No safety concerns were indicated for the use of rFVIIa in patients at all doses tested; rFVIIa reduced adjusted blood loss and adjusted transfusions during spinal surgery.
随机、安慰剂对照、双盲、多中心IIa期研究。
评估重组活化凝血因子VII(rFVIIa)在脊柱大手术中的安全性和有效性。
脊柱融合手术可导致大量失血及输血。重组凝血因子VIIa已被批准用于治疗凝血异常患者的出血,并且已证明可减少无潜在凝血病患者手术中的失血量和输血量需求。
49例接受3个或更多椎体节段融合手术的患者在预计失血量达10%(预计手术总失血量≥20%)时被随机分组并接受治疗,接受3剂(间隔2小时)安慰剂(n = 13)或30、60或120μg/kg rFVIIa(每组n = 12)。主要终点是安全性。预先定义的疗效终点包括安慰剂组与各rFVIIa剂量组之间的失血量和输血量需求,并根据手术持续时间、融合节段数和预计血容量进行调整。
任何治疗组中严重不良事件的发生频率均未更高。
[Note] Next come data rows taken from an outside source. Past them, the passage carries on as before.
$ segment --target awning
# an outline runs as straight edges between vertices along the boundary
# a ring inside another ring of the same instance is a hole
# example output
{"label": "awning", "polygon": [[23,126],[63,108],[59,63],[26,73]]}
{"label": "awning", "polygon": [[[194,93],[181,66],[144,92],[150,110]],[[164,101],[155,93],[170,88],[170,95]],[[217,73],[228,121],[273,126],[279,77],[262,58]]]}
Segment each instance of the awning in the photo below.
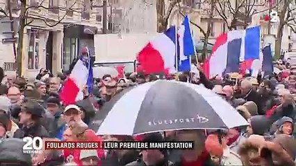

1例患有晚期脑血管疾病(未诊断,试验排除标准)的患者(3×30μg/kg rFVIIa组)术后6天因缺血性中风死亡。平均失血量如下:安慰剂组为2270 mL;3×30、3×60和3×120μg/kg rFVIIa组分别为1909、1262和1868 mL(差异无统计学意义)。平均调整后的手术失血量如下:安慰剂组为2536 mL;3×30、3×60和3×120μg/kg rFVIIa组分别为1120、400和823 mL(P≤0.001)。rFVIIa治疗使平均手术输血量减少了27%至50%(无统计学意义)。rFVIIa治疗使平均调整后的手术输血量减少了81%至95%(P≤0.002)。
在所有测试剂量下,rFVIIa用于患者均未显示出安全性问题;rFVIIa减少了脊柱手术中的调整后失血量和调整后输血量。